1st December King's Fund 5.30pm

Janet Davis - New CEO and Gen Sec of the RCN

What is the future for nursing now that bursaries are gone.

Tickets here.

RCN concession.

Ahead of the game
News and Comment from Roy Lilley
Some say it was Henry Ford, others Mark Twain. I have no idea who said it first... but it is true. One, from a rare collection of aphorisms that are truer than true.
 
Aphorisms; some are like airplanes... they only stay up whilst they are in motion. Witty ones are almost always perverse. Others cleverly distil a complex idea into a few words. Like sushi; life, sliced and diced into enticing portions and you can never get enough!
 
How do you eat an elephant? That's a good one. In case you are wondering, the answer is 'one bite at a time'. There again; if you have to explain an aphorism... it isn't. Real aphorisms are self-evident; part of a universal philosophy.
 
The Ford/Twain maxim?
 
'If you always do what you always do,
you'll always get what you've got.'
 
The subtext is; do you know what you are doing and why you are doing it? The past does not equal the future. Of course, we can learn from the past and take the best of it into the future but seldom is it worth repeating in perpetuity.
 
Einstein takes our aphorism to a new level. He said;
 
'Insanity is doing the same thing over and over again and expecting different results'.
 
We are at the point where we can no longer do the same things and expect the NHS to give us different results. The 25% cut to the DH budget will see to that.
 
The critical shortage of front-line staff tells us something. Workforce planning has been poor, foresight, prudence, sagacity all missing.
 
Is it fair to expect a level of farsightedness that might have avoided our present predicament? My guess is; even if we had, the constraints on nurse and doctor training would not have been nimble enough and could not have flexed.
 
Limits to funding and placements would not have allowed a swift enough reaction to the sudden demand for nurses. The same is probably true for medics.
 
Expecting a windfall of additional funding for education and training is to believe in the tooth fairy. As robust as the arguments may be that recruitment and training should be a priority, we are probably past the point of no return and into the 'something must be done' territory.
 
Putting nurse training on the same basis as all other graduate training; floating on debt, will cause a row. I can't see there is much that the RCN, midwives and Unison can do about it?
 
There is an online petition which might force a Parliamentary Debate; the outcome of which, it is conceivable, could change policy? 
 
Their predictions that nurse numbers will fall are undermined by the experience of Lancashire Teaching Trust who, last year, started the first non-commissioned nurse training programme.
 
The first cohort is well under way and was hugely oversubscribed. The second group has 650 applications for 25 places.
 
The unions might do better to concentrate on bursaries, placements and training places across the new porous boundaries of care; primary, secondary, community and private sector.
 
For new ideas about medical training I'll take you to an unlikely place. To Milton Keynes University Hospital Trust. Working with Buckingham Uni they have developed their own MBChB programme and condensed it into 4.5 years instead of five.
 
By zero-base costing they have the fees at 36k pa. Sixty six students started in the first year and 85 confirmed for the second intake. Most students are from the UK.
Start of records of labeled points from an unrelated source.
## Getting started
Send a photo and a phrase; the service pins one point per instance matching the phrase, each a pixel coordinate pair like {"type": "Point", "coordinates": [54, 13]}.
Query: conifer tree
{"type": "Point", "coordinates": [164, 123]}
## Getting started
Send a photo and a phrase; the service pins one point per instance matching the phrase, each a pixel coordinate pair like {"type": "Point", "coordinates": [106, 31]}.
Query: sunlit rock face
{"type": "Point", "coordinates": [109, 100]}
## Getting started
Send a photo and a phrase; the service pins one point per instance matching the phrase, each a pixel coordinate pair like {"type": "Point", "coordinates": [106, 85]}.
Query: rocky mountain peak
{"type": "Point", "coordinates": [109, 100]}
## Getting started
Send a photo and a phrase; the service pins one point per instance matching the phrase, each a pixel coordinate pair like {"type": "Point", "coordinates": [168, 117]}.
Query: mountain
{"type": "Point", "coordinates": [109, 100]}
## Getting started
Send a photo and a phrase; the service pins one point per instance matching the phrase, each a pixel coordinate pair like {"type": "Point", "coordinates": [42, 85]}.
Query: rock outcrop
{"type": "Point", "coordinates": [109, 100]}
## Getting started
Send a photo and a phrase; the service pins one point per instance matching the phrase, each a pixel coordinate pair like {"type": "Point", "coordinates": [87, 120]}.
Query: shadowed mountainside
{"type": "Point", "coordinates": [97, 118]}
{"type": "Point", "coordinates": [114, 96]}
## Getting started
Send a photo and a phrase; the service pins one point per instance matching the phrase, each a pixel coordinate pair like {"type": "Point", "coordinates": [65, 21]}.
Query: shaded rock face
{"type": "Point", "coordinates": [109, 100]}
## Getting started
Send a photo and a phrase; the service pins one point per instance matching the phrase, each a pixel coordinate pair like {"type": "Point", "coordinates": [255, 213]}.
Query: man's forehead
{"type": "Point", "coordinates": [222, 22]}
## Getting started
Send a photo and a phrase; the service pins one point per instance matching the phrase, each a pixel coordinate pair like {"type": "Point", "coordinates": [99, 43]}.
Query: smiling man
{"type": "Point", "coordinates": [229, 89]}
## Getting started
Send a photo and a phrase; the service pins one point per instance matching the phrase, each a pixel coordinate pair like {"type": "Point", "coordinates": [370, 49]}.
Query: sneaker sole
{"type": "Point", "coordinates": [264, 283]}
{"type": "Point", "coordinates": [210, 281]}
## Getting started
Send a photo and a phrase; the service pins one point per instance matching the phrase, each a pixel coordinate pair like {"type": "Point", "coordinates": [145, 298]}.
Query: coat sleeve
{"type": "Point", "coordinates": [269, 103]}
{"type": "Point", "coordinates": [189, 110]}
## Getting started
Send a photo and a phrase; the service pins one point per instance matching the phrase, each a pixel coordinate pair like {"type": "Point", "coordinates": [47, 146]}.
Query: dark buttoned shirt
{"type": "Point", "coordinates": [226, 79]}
The curriculum is cleverly phased to emphasise the experiential ingredients of learning and the text-books are in a virtual library. The Uni has been awarded The Times and The Sunday Times 'University of the Year for Teaching Quality' 2015-16.
 
I've been to Milton Keynes and I can tell you it is a visionary place, tightly run by a popular board with enthusiastic management, who 'get it'.
 
Progress is impossible without change and I know, it can be a struggle. There is also a melancholy about leaving behind ideas that have served us well. They are part of our beliefs. But, to believe clinical training will never change is to overlook the foresight and vision needed to have started Bart's Hospital in 1123.
 
Which leads me to another aphorism; 'Pioneers get arrows in their backsides'... that's because they are ahead of the game.
 
I will be discussing the future of nurse training and other key issues with Janet Davies, the new boss of the RCN, at The King's Fund tomorrow evening.
There are a few tickets left.
Come and join in.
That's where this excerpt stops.